ANU College of Science and Medicine
Source: https://science.anu.edu.au/news-events/news/how-tell-if-your-quantum-measurement-any-good Parent: https://science.anu.edu.au/
How to tell if your quantum measurement is any good
How to tell if your quantum measurement is any good
Friday, 13 Feb 2026
PhD researcher Aritra Das
New research from the Department of Quantum Sciences and Technology (DQST) within the ANU Research School of Physics is helping to define the quality of quantum measurements.
“A collaborator asked us to help work out how good their measurements were, and to our surprise we realised no one had explored the theoretical limits,” said Aritra Das, PhD student in the Quantum Information Group within DQST.
“People had thought about the quantum states they were measuring and had come up with the best sort of ruler to measure them with.
“But the reverse problem, of quantifying how good their rulers themselves were, was left unexplored. Everyone just assumed a perfect ruler, which is often not a realistic assumption,” said Mr Das, who was the lead author on the paper.
As well as defining theoretical limits on measurements, the team successfully tested their theory on IBM’s Sherbrooke quantum computer.
“We wanted to show that this limit was not just theoretical – and we successfully managed to reach the limit in practice.”
Led by ANU researchers, the team included international partners from the Korea Institute of Science and Technology (KIST) and the Agency for Science, Technology and Research (A*STAR), Singapore.
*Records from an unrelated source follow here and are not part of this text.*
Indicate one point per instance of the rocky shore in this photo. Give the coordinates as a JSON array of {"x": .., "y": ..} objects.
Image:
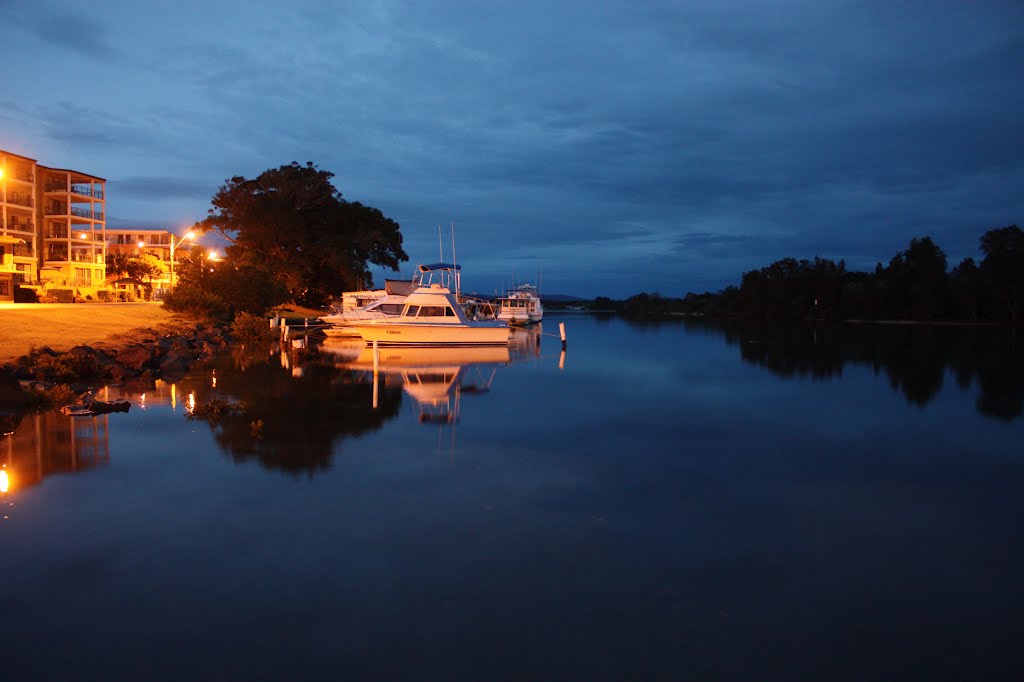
[{"x": 44, "y": 378}]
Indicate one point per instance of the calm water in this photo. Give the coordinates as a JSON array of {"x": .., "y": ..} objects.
[{"x": 663, "y": 502}]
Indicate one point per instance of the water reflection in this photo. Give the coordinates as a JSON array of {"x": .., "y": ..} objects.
[
  {"x": 434, "y": 378},
  {"x": 49, "y": 443},
  {"x": 286, "y": 420},
  {"x": 915, "y": 358}
]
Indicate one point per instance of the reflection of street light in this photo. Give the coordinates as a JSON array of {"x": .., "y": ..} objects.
[{"x": 188, "y": 236}]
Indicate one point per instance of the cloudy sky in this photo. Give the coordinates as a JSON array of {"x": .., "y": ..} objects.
[{"x": 606, "y": 147}]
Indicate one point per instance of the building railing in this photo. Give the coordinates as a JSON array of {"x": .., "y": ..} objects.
[
  {"x": 19, "y": 174},
  {"x": 87, "y": 190},
  {"x": 19, "y": 200}
]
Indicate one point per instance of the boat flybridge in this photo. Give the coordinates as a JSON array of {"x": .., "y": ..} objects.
[
  {"x": 431, "y": 315},
  {"x": 520, "y": 305},
  {"x": 384, "y": 303}
]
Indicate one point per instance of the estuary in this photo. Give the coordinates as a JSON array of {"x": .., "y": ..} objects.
[{"x": 677, "y": 500}]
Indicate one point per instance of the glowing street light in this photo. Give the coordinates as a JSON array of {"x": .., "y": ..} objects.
[{"x": 188, "y": 236}]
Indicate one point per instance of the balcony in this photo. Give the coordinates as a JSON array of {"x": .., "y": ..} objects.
[
  {"x": 23, "y": 174},
  {"x": 86, "y": 190},
  {"x": 19, "y": 199},
  {"x": 80, "y": 213}
]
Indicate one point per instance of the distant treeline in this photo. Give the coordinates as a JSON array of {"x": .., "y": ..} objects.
[{"x": 916, "y": 285}]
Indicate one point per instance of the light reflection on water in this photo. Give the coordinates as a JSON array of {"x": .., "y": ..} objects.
[{"x": 664, "y": 501}]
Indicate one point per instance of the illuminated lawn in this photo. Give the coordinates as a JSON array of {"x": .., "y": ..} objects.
[{"x": 61, "y": 326}]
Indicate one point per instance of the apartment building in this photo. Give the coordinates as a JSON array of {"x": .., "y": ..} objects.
[
  {"x": 135, "y": 242},
  {"x": 52, "y": 226}
]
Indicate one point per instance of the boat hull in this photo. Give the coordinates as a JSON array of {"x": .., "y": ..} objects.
[{"x": 521, "y": 320}]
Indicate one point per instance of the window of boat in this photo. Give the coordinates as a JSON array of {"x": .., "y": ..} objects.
[{"x": 432, "y": 311}]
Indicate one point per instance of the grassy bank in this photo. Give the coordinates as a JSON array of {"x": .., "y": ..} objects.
[{"x": 62, "y": 326}]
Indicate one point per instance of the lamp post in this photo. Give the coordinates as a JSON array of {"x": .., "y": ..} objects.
[{"x": 188, "y": 236}]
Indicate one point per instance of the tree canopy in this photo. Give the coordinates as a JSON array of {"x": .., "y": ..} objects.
[{"x": 292, "y": 222}]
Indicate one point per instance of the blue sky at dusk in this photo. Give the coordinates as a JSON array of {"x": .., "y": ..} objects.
[{"x": 610, "y": 146}]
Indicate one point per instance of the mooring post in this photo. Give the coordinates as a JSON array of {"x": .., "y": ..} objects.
[{"x": 376, "y": 368}]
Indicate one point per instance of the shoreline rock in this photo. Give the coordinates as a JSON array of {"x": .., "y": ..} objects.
[{"x": 167, "y": 352}]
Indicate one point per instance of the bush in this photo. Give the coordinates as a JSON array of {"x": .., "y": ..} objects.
[
  {"x": 195, "y": 301},
  {"x": 69, "y": 368},
  {"x": 252, "y": 329},
  {"x": 61, "y": 295},
  {"x": 23, "y": 295}
]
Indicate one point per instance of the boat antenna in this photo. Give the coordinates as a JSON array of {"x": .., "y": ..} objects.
[{"x": 455, "y": 267}]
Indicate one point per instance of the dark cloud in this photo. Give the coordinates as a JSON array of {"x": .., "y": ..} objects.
[
  {"x": 617, "y": 145},
  {"x": 161, "y": 187},
  {"x": 66, "y": 27}
]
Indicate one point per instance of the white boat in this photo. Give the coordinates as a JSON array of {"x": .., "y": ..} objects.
[
  {"x": 382, "y": 303},
  {"x": 338, "y": 323},
  {"x": 520, "y": 305},
  {"x": 432, "y": 316}
]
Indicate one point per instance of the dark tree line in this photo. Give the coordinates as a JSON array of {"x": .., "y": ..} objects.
[
  {"x": 916, "y": 285},
  {"x": 293, "y": 238}
]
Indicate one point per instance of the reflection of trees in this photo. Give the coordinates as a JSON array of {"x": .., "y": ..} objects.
[
  {"x": 913, "y": 357},
  {"x": 290, "y": 422}
]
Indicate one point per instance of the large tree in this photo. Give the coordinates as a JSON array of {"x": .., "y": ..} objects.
[
  {"x": 293, "y": 222},
  {"x": 1004, "y": 266}
]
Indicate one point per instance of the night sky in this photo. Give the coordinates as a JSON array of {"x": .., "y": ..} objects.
[{"x": 606, "y": 147}]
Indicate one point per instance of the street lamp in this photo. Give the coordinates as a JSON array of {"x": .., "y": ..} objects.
[{"x": 188, "y": 236}]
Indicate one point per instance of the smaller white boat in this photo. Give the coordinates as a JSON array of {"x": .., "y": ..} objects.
[
  {"x": 520, "y": 305},
  {"x": 432, "y": 316}
]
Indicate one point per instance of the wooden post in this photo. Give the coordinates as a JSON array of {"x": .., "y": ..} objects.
[{"x": 376, "y": 368}]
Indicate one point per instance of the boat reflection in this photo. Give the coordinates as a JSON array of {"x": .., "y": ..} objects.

The work is published in Nature Communications.
As well as defining theoretical limits, the team make recommendations for how to extract the best precision from a realistic measurement device affected by quantum noise.
This knowledge will have benefits in many contexts, said senior author Dr Lorcan Conlon, from A*STAR.
“For the current generation of noisy quantum computing devices, it could help researchers accurately identify and characterise the noise sources affecting their measurement systems.
“For example, it could improve quantum cryptography by enhancing the security of key distribution and enhance the performance of low-signal sensors widely used in photonic circuitry.
“Specifically, our technique enables the precise calibration of single-photon devices, which is an essential step for advancing high-performance optical quantum systems, including those being developed by companies like Xanadu and PsiQuantum,” Dr Lorcan said.
The work is timely as the US National Institute for Standards and Technology has recently issued its own recommendations for how to calibrate single-photon devices.
“The NIST advice is an experimental procedure, which involves averaging across many input states, whereas our theory shows how to choose the best input state for calibrating a measurement device,” Mr Das said.
Mr Das drew an analogy with calibrating a ruler against a standard sized object.
“Calibration is going to work a lot better if you use an object shaped, say, as a rod, rather than a sphere.”
“And for a cylindrical rod you would want to calibrate against its length dimension, rather than using its crosswise circular dimension,” Mr Das said.
The team’s findings include ways to leverage entanglement to enhance detector calibration and show how quantum resources like squeezed light can give significant boosts to precision.
In the example of quantum states of light, Dr Jie (Sophie) Zhao, leader of the ANU Quantum Information Group, explained how the input state’s shape in phase space affects precision of measurement calibration.
“Existing approaches to calibrate optical detectors use classical coherent light, which is circular shaped. While these states are easy to generate experimentally, they do not offer the best precision,” said Dr Zhao, who supervised the project.
“In contrast, nonclassical light such as squeezed light, shaped like a highly squished ellipse, can also be generated, albeit more challenging, and can offer more precise calibration.”
The team’s starting place was information theory pioneered by statistician Ronald Fisher in the 1920s, who estimated the total amount of information contained in a classical state. Subsequent researchers calculated the Fisher Information contained in a quantum state, and in the evolution of such a state.
“But no one had looked at measurement,” Mr Das said.
“You need to consider that a measurement contains some quantum information, and your task is to extract as much of this information as possible.”
“It’s a quirk of quantum information, which can be quite abstract. So seeing it work out in practice on the IBM computer was a pleasant surprise.”
The Sherbrooke quantum computer experiment worked better than the team had hoped thanks to a stroke of luck: Sherbrooke’s quantum states are well defined, with a precision of one hundredth of a per cent, whereas the detector precision was 100 times worse, at only one per cent accurate.
“That imbalance played to our favour, because we could take the measurement precision to its limit,” Mr Das said.
Better characterisation will be a benefit for quantum computing, with noise presenting a major challenge on the route to scaling them up.
The new guidelines constitute a missing piece for the study of quantum information, said co-author Dr Syed Assad, from A*STAR.
“Quantum states and the evolution of these states were both well studied in this aspect, but quantum measurement calibration was missing”
“In developing a comprehensive framework for it, we find new properties that fit in perfectly with known results for state and process calibration,” he said.
“It’s kind of like extending one leg of a wobbly three-legged stool so that now it is perfectly balanced.”